Responses to any simple survey question clearly require this approach, e.g. to determine the proportion of respondents in a postal survey who are currently beekeepers, where this cannot be determined in advance of choosing the sample, or the proportion wishing to remain anonymous, or the proportion experiencing any colony losses over a specified period. The data on any categorical variable can also be presented in a bar chart and/or a contingency table, with frequencies and relative frequencies, for an overview of the responses, the range of values and the most common category.

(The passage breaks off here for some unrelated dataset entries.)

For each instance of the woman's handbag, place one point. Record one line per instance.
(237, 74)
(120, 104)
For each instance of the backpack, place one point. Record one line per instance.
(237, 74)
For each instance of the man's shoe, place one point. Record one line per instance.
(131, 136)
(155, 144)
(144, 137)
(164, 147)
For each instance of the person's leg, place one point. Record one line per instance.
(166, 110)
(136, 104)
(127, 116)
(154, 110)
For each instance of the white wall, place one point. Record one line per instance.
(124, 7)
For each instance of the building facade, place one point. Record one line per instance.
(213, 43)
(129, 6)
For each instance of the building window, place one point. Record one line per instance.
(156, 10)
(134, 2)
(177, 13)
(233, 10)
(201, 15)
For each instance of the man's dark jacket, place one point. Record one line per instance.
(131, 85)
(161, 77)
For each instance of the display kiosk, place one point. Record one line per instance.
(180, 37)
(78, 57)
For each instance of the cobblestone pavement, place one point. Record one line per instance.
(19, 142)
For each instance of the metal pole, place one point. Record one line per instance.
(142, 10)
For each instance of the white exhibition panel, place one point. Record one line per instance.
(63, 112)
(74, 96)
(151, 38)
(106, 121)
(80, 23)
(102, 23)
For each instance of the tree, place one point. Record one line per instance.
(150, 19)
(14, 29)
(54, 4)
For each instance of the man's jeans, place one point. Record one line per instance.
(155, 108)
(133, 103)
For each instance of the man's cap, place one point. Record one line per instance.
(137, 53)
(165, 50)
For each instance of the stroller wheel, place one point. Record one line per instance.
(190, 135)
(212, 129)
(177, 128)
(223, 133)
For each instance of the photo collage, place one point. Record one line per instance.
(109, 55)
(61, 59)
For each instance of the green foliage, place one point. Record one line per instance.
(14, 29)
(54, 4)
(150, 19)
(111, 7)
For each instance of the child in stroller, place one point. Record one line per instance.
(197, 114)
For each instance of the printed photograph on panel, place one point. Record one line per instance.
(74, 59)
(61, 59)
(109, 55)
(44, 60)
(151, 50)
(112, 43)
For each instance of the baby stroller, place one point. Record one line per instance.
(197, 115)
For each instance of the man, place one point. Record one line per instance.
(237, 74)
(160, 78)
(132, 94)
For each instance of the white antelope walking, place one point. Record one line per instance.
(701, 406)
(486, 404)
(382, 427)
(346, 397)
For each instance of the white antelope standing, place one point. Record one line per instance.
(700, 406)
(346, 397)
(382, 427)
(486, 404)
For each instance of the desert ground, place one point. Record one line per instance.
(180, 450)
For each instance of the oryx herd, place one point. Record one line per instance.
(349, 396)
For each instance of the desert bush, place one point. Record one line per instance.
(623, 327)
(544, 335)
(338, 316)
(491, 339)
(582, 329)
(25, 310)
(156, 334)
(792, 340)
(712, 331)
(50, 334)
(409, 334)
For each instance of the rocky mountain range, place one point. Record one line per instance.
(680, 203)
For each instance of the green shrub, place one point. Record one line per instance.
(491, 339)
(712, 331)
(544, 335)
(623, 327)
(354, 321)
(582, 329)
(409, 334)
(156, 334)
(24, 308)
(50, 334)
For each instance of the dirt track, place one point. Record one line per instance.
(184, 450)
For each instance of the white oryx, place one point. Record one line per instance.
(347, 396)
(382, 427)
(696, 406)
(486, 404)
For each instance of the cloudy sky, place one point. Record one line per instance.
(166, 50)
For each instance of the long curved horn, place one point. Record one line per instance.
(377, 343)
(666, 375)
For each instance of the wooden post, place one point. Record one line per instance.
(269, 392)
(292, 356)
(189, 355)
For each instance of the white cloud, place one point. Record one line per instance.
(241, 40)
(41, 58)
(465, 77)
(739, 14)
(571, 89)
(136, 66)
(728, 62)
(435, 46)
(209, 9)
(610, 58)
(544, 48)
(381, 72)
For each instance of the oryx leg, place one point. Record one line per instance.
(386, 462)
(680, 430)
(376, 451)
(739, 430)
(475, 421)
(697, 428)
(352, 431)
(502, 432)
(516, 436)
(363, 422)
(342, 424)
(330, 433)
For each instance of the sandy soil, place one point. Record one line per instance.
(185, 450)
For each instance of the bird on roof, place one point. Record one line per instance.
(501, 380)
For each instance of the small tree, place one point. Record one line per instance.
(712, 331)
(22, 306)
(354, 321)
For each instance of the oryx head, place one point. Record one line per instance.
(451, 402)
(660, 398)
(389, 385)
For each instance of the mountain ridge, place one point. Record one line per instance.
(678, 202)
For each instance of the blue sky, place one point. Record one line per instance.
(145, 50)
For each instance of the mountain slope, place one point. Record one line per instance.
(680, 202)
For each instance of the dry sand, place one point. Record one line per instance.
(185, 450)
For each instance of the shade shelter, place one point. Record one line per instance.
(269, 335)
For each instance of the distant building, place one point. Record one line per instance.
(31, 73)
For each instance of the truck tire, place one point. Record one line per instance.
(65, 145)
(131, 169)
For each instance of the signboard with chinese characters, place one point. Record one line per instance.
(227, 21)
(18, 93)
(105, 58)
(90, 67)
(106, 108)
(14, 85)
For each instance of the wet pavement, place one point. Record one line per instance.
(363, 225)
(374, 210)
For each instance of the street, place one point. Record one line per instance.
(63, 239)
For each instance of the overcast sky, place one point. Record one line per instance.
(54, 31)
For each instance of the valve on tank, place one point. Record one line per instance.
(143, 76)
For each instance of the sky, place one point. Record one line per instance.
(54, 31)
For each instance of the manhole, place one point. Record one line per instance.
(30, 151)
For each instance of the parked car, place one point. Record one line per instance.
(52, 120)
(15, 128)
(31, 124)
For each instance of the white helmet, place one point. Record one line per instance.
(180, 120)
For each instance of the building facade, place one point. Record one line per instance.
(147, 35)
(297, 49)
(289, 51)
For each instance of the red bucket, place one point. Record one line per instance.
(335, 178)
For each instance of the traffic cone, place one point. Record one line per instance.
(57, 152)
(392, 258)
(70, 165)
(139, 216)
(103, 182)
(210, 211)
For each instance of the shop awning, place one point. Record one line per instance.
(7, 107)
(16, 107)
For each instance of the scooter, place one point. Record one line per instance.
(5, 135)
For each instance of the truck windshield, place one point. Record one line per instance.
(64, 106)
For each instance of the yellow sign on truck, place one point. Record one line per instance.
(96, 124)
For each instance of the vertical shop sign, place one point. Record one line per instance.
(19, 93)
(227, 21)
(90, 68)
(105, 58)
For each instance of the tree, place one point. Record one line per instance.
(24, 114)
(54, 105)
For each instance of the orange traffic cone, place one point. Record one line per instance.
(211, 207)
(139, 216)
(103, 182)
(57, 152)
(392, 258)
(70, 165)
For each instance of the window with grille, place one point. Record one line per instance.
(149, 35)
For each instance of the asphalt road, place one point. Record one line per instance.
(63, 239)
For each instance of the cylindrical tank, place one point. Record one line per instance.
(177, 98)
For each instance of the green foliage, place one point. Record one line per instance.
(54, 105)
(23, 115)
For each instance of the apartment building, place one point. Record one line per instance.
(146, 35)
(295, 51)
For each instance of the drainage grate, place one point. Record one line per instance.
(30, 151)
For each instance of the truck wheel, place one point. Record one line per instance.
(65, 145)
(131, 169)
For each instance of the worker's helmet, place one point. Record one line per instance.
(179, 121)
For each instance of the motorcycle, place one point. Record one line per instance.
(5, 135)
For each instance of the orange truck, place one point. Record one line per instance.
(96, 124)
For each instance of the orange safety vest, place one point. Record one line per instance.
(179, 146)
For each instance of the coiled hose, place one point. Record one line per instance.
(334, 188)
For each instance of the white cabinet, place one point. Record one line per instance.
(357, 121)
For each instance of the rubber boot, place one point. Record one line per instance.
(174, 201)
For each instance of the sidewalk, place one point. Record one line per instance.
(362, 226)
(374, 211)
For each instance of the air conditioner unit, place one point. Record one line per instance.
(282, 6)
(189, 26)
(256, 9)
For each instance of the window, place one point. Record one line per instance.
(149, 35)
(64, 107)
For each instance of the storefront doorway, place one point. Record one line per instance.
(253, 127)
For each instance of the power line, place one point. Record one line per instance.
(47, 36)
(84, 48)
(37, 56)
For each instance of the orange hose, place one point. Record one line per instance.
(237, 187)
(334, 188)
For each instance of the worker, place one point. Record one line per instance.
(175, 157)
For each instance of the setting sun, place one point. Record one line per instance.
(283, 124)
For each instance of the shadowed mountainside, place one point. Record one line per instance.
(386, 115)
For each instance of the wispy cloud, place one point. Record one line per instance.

This will also help in identifying invalid responses.
Extending this analysis to more than one categorical variable, e.g. to compare the proportions of losses experienced by respondents in different countries, or by geographical area within a single country, or for different sizes of beekeeping operation, two-way tables are useful. Relevant follow-up tests include chi-squared tests of association or homogeneity, which will permit the statistical investigation of the possible significance of differences in sample proportions. Even if observations contributing to each cell in the table are not all independent, the results of this can inform any subsequent modelling, by identifying potential risk factors for colony loss, for example, to be included in the model.

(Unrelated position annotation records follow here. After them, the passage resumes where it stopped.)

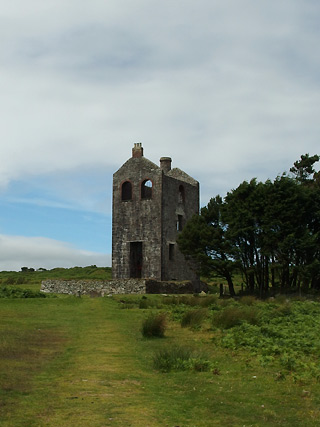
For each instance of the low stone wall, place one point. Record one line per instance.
(119, 286)
(92, 287)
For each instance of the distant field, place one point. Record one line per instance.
(32, 279)
(83, 361)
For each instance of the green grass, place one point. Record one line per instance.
(82, 361)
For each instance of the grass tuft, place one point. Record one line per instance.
(154, 326)
(179, 358)
(194, 318)
(234, 316)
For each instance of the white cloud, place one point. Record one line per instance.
(229, 90)
(40, 252)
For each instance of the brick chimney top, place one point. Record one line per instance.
(165, 163)
(137, 150)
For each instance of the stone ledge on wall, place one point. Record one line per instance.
(119, 286)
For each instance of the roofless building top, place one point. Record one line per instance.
(151, 205)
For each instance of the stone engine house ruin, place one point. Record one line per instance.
(151, 204)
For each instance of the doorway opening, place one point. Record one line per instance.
(135, 260)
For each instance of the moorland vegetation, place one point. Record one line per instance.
(268, 231)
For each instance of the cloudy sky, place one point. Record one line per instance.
(228, 89)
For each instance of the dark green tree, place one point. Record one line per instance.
(203, 241)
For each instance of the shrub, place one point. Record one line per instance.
(248, 300)
(194, 318)
(179, 358)
(154, 325)
(233, 316)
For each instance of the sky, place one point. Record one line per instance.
(228, 89)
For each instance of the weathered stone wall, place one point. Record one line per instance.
(120, 286)
(87, 287)
(144, 230)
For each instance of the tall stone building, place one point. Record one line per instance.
(151, 204)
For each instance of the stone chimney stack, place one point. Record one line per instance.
(165, 163)
(137, 150)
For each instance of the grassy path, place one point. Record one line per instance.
(83, 362)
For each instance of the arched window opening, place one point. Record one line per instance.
(181, 194)
(146, 189)
(126, 191)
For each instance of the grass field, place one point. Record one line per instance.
(84, 362)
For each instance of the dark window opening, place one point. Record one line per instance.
(179, 223)
(146, 189)
(126, 191)
(135, 260)
(181, 194)
(171, 251)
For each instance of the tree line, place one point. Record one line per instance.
(268, 231)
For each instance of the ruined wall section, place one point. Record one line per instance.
(138, 219)
(180, 202)
(120, 286)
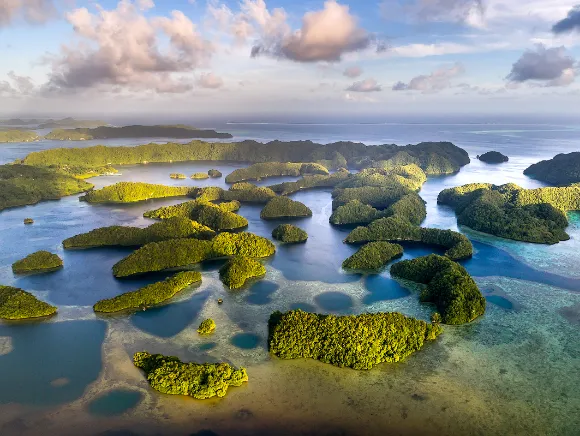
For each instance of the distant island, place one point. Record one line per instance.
(563, 169)
(493, 157)
(16, 135)
(53, 124)
(136, 131)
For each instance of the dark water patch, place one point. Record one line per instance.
(500, 301)
(261, 292)
(51, 363)
(334, 301)
(246, 341)
(170, 320)
(383, 289)
(571, 313)
(115, 402)
(306, 307)
(491, 261)
(207, 347)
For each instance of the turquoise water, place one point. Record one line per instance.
(514, 371)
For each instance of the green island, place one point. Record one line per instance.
(175, 253)
(41, 261)
(122, 236)
(169, 375)
(373, 256)
(150, 295)
(289, 234)
(207, 327)
(264, 170)
(355, 341)
(218, 217)
(449, 287)
(200, 176)
(137, 131)
(394, 229)
(17, 135)
(432, 157)
(493, 157)
(312, 182)
(131, 192)
(240, 269)
(17, 304)
(562, 169)
(509, 211)
(283, 207)
(21, 185)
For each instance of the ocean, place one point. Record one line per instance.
(515, 371)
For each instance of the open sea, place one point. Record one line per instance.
(515, 371)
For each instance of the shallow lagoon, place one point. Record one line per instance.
(515, 371)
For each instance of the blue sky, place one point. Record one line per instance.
(333, 56)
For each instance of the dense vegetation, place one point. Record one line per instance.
(509, 211)
(200, 176)
(312, 182)
(16, 135)
(37, 262)
(169, 375)
(432, 157)
(493, 157)
(130, 192)
(358, 342)
(283, 207)
(106, 132)
(289, 234)
(449, 287)
(373, 256)
(172, 228)
(264, 170)
(18, 304)
(22, 185)
(206, 327)
(217, 217)
(239, 269)
(562, 169)
(149, 295)
(159, 256)
(395, 229)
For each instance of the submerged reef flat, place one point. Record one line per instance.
(449, 287)
(358, 342)
(38, 262)
(169, 375)
(509, 211)
(150, 295)
(171, 228)
(17, 304)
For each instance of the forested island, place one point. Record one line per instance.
(137, 131)
(509, 211)
(562, 169)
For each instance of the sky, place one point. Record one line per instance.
(309, 57)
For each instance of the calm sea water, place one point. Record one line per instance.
(514, 371)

For questions with a quantitative response, of most interest is some measure of a typical or central value. The most appropriate measure depends on the distribution of the numerical responses. Where these are fairly symmetrically distributed, and there are not many extreme atypical values, the best measure is the mean or arithmetical average of the observations. However if the distribution of the data is very skewed, and/or there is a fairly large proportion of extreme atypical values, then the mean can be seriously misleading. For example, in the distributions of number of colonies kept per beekeeper, or honey yield, the existence of a few very large numbers of colonies kept or correspondingly high honey yields has the effect that the mean will give a grossly inflated idea of what is a typical value. The number of lost colonies per beekeeper also tends to have a highly positively skewed distribution. For such cases the median is preferred. This is the central observation, or the mid-point between the two central observations, after the data have been arranged in increasing order of magnitude.

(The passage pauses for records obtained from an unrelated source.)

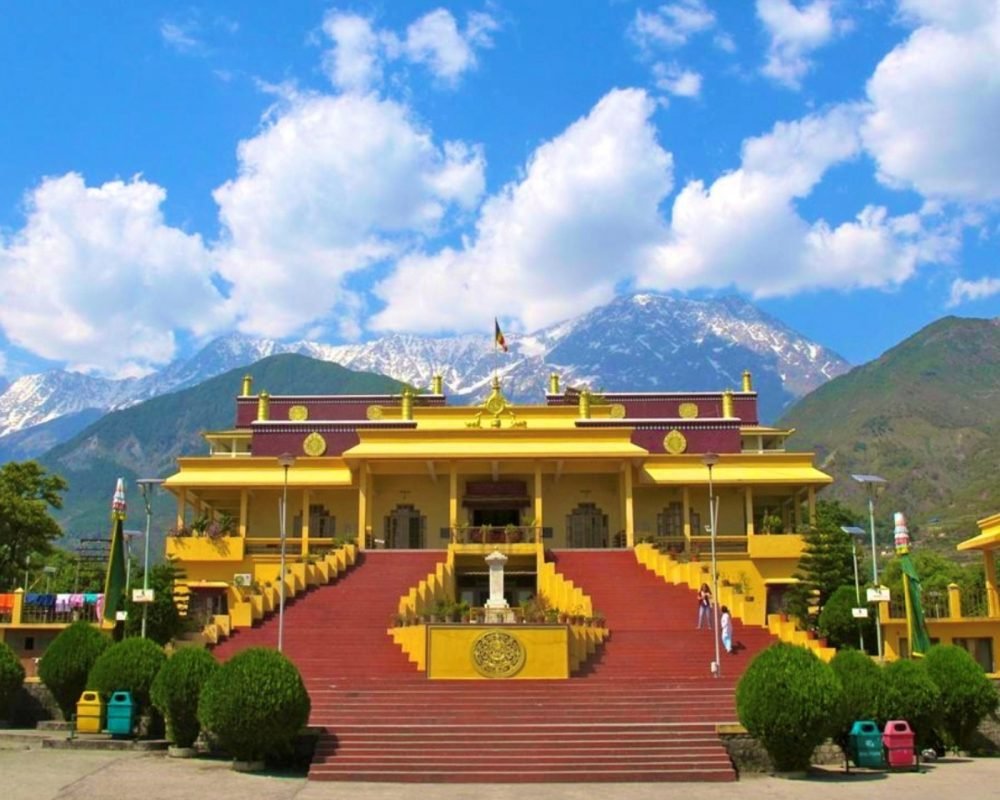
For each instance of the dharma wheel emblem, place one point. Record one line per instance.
(674, 442)
(314, 445)
(497, 654)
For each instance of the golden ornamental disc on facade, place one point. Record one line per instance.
(314, 445)
(498, 654)
(674, 442)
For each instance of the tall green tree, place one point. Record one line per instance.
(826, 563)
(27, 494)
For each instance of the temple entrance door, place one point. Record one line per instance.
(587, 526)
(405, 528)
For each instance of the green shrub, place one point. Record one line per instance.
(907, 692)
(176, 690)
(255, 704)
(11, 677)
(130, 665)
(67, 661)
(837, 623)
(787, 699)
(967, 695)
(860, 679)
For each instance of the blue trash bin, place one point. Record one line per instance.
(121, 714)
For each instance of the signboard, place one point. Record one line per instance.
(142, 595)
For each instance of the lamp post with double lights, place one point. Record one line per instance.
(285, 461)
(872, 483)
(854, 532)
(710, 460)
(146, 486)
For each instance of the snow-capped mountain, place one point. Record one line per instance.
(643, 342)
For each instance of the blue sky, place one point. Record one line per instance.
(336, 172)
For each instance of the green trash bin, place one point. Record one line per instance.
(865, 745)
(121, 714)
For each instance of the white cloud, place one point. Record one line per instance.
(963, 291)
(672, 24)
(354, 63)
(795, 32)
(331, 186)
(673, 79)
(936, 104)
(744, 230)
(181, 36)
(556, 242)
(96, 278)
(360, 51)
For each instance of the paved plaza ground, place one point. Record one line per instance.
(37, 774)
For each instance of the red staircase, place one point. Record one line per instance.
(645, 709)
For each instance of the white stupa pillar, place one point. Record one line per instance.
(495, 561)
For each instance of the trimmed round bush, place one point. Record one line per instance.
(908, 693)
(176, 690)
(130, 665)
(967, 695)
(254, 705)
(860, 679)
(67, 661)
(787, 700)
(11, 678)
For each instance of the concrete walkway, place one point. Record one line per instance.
(37, 774)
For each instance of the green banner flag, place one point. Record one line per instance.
(114, 583)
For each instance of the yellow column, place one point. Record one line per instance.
(244, 509)
(992, 599)
(305, 522)
(686, 500)
(954, 601)
(629, 508)
(181, 503)
(362, 505)
(538, 499)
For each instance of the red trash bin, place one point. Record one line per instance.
(899, 740)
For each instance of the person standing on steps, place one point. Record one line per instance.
(726, 629)
(704, 607)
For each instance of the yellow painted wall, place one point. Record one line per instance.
(450, 656)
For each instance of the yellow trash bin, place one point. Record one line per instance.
(90, 713)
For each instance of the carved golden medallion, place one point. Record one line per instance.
(688, 410)
(674, 442)
(314, 445)
(498, 654)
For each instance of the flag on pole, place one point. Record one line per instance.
(916, 626)
(498, 337)
(114, 583)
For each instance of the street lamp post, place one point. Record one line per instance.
(872, 484)
(854, 531)
(146, 486)
(285, 461)
(710, 460)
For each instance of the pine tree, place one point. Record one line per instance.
(826, 563)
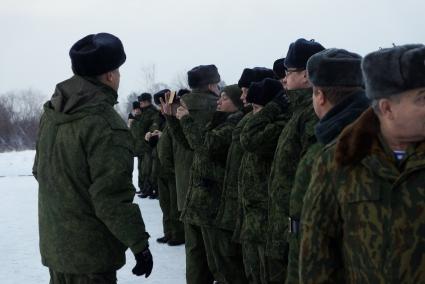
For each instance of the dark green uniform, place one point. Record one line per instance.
(201, 106)
(258, 139)
(211, 144)
(173, 227)
(84, 165)
(363, 214)
(327, 130)
(294, 140)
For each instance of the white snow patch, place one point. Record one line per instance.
(20, 258)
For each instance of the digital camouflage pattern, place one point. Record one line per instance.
(294, 141)
(258, 139)
(229, 205)
(327, 131)
(84, 165)
(173, 227)
(210, 144)
(363, 216)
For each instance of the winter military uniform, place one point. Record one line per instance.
(325, 69)
(201, 106)
(294, 140)
(359, 189)
(84, 165)
(326, 131)
(210, 146)
(363, 212)
(258, 139)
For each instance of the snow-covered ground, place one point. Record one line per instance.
(19, 255)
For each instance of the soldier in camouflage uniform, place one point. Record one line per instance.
(84, 165)
(228, 216)
(294, 140)
(338, 99)
(363, 214)
(148, 122)
(258, 140)
(173, 227)
(201, 104)
(134, 114)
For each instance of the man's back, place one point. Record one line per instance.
(84, 167)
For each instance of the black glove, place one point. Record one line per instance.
(282, 100)
(144, 263)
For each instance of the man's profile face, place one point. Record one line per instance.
(408, 115)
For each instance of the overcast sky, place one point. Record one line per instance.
(176, 35)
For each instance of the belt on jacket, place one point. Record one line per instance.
(293, 225)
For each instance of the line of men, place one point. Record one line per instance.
(314, 178)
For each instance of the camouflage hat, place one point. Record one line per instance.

Almost as important is some measure of dispersion of the observations around the mean or median, whichever has been chosen as being most appropriate. The usual choices are either the standard deviation for variables for which the mean is used, or the inter-quartile range for situations where the median is the appropriate measure of a typical value. (Any first level statistics textbook, such as Ott and Longnecker (2009) or Samuels et al. (2010), will describe the computation of these quantities). Confidence intervals based on the mean are z-intervals in the case of a large sample, or t-intervals for smaller samples. Population means may be compared using Analysis of Variance (ANOVA; see Ott and Longnecker (2009), and Pirk et al. (2013), assuming independent observations and independent samples from normal distributions. For medians, nonparametric confidence intervals and tests are available, including the Kruskal-Wallis test as a nonparametric equivalent of ANOVA. Nonparametric procedures generally are robust to data which does not conform exactly to the assumptions of the test procedure.
Histograms are essential graphical tools to study the nature of the probability distribution of a quantitative variable such as number of colonies kept or number of colonies lost or honey yield, and hence to determine whether this is symmetric or skewed. Boxplots can also be useful in this regard. Comparing these between countries for example can indicate differences.
Comparing a histogram visually with the theoretical density functions of a range of possible probability distributions is also a simple first step in selecting and justifying a plausible model for use in more advanced statistical modelling of a dataset. The most frequently used probability model for the distribution of continuous numerical data is the symmetric bell-shaped Normal or Gaussian distribution. However for data which are clearly asymmetrical and skewed, the choice is wider. For continuous positive data, the Gamma distribution provides a large family of shapes of probability distribution, or the Beta distribution can be used for positive data over a finite range between 0 and some given positive value a. For skewed count data, the Negative Binomial distribution may be appropriate. For example, data describing number of colony losses contains many zeroes, but may also have some rather high numbers lost. Various tests for goodness of fit can be used to see if any of these models can be clearly ruled out, but often the final choice is governed by considerations of convenience and mathematical tractability.